= Mashregh News =

Iranian news website

Mashregh News (مشرق‌نیوز, lit. 'Eastern News') is a news website based in Tehran, Iran. PBS Frontline described it as "close to the security and intelligence organizations". Mashregh News often breaks stories of international interest.

The agency is known for censoring and altering news images. In 2011, when Sarah Shourd was released from an Iranian prison, Mashregh News blurred the areas of her breasts and arms in photos of her.

==History==
In 2010, Mashregh News announced the 19 1/2-year prison sentence given to dissident Canadian-Iranian blogger Hossein Derakhshan. According to Mashregh News, Derakhshan was "convicted of cooperating with enemy states, making propaganda against the Islamic system of government, promoting small anti-revolutionary groups, managing obscene web sites and insulting Islamic sanctities".

In January, 2012, Mashregh News broke the story of the six-month prison sentence given to women's rights activist Faezeh Hashemi Rafsanjani, a former parliamentarian and daughter of former centrist president Akbar Hashemi Rafsanjani. She was also banned from politics for five years.

In 2012, Mashregh News published a report accusing the United States and the United Kingdom of collaborating with Zionists and Hollywood to promote homosexuality, as part of their plan for world domination.

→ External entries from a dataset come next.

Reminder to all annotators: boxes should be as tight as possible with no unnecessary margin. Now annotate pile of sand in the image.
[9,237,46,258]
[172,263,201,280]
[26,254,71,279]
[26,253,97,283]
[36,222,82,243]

The report referred to Tel Aviv as the "gay paradise on Earth".

In January, 2013, Mashregh News reported the names of five Iranian journalists accused of being counterrevolutionaries, and "close to the plotters", terminology that the Iranian government uses to describe those working with its foreign opponents. Among the five were the editor-in-chief and two staffers for the reformist newspaper Etemaad, an editor for the newspaper Bahar, and an editor for the Iranian Labour News Agency.

The Anti-Defamation League has accused Mashregh News of Holocaust denial for spreading disinformation such as citing the false claim that Nazis "manufactured soap from their Jewish victims" as evidence that The Holocaust never happened.

In July 2016, the website reported Schlumberger developed Independent gas fields. The fields were located in Iran. In that same time, this company in Qatar developed gas fields, shared between Iran and Qatar.